H. Coulet (1983 a), p. 38. Voir sur le même sujet H. Coulet et M. Gilot (1973), p. 67-68.

32.

Ibid., p. 46.

33.

J. Sgard (1996), p. 63.

34.

M. Gilot (1998) signale la différence fondamentale entre les deux genres : “un roman de Marivaux n’a pas de dénouement, ou du moins ce dénouement, en lui-même, n’a pas d’intérêt. Le titre nous le dit : Jacob est parvenu, Marianne est devenue Comtesse.
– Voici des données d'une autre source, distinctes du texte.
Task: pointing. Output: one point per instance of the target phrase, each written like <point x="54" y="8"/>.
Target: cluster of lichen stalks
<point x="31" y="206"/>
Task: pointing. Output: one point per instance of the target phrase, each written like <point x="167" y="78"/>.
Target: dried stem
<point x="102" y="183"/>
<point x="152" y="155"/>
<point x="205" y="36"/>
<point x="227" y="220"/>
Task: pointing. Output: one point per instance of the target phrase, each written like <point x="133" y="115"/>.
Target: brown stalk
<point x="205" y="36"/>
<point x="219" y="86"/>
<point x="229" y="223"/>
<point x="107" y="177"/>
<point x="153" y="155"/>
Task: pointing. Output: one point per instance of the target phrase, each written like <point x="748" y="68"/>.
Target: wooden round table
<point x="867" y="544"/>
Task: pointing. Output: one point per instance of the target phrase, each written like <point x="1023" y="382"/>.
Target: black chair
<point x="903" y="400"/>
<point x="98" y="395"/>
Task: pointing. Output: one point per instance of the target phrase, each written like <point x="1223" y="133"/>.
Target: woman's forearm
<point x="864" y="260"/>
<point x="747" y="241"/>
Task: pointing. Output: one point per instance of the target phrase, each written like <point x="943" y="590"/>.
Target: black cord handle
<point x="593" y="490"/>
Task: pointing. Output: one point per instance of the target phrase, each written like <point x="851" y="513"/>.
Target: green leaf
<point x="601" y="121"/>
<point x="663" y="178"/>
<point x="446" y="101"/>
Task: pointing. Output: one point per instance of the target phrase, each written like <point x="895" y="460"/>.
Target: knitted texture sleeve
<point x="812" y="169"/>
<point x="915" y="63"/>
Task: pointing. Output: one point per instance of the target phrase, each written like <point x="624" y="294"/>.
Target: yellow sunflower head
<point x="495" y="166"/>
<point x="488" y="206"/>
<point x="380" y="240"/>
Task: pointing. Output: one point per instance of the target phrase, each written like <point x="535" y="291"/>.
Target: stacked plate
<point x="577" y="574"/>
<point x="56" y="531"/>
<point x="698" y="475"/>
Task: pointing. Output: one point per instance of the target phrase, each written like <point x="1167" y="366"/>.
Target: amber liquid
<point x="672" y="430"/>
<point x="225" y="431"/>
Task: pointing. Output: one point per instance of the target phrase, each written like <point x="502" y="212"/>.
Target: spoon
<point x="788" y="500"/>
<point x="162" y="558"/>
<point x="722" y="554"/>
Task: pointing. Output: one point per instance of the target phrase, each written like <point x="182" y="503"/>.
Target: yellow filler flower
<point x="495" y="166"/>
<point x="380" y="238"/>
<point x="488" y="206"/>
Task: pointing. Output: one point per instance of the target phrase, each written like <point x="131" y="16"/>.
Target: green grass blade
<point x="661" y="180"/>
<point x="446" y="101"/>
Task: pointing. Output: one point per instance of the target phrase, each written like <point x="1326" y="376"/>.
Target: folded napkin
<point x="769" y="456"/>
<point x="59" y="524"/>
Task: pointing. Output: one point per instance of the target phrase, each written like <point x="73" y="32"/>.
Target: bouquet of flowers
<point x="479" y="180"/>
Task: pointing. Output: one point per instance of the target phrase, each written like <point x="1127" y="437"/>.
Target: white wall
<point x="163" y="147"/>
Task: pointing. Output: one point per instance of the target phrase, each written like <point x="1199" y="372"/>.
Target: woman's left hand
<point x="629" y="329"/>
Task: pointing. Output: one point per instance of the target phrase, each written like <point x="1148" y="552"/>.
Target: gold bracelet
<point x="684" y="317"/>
Mais (…) leur roman ‘pourrait être continué’. (…) Dans ces conditions le théâtre c’est l’épreuve accomplie ; le roman, l’épreuve sans fin” (p. 14).

35.

A. Blanc (1986), p. 139.

36.

G. Forestier, dans son introduction aux Œuvres complètes de Racine (pour la Pléiade, Gallimard, 1999), ne dit pas autre chose sur la construction des pièces de Racine : “le sujet est constitué par le seul dénouement, envisagé paradoxalement comme le point de départ de l’action tragique ; un point de départ situé à la fin, impliquant que l’action soit construite à rebours” (p. XLI).

37.

Dans les Œuvres de jeunesse, F. Deloffre (1972), p. 962.

38.

Cf. P. Jousset (1995), p. 32 : “C’est bien comme fond en effet et non comme issue que se comprend le ‘happy end’ chez Marivaux. Toutes les péripéties sont le déguisement d’un dénouement qui est la vérité profonde, partout présente, et active, de chaque pièce”. Cf. M. Gilot (1998), p. 202 : “Le dramaturge ne craint pas davantage d’en laisser prévoir le dénouement que ne l’avait fait Euripide, ce qui ne l’empêche nullement de soumettre ses scènes, et souvent leur succession même, à une esthétique de la surprise”.

39.

Citation du Mercure dans F. Deloffre et F. Rubellin (2000), p. 1140.

40.

Ibid.

41.

Cf. la note 1, p. 1140, de F. Deloffre et F. Rubellin (2000).

42.

Sur le détail du dénouement de la première version, cf. ibid. p. 1875, note 2.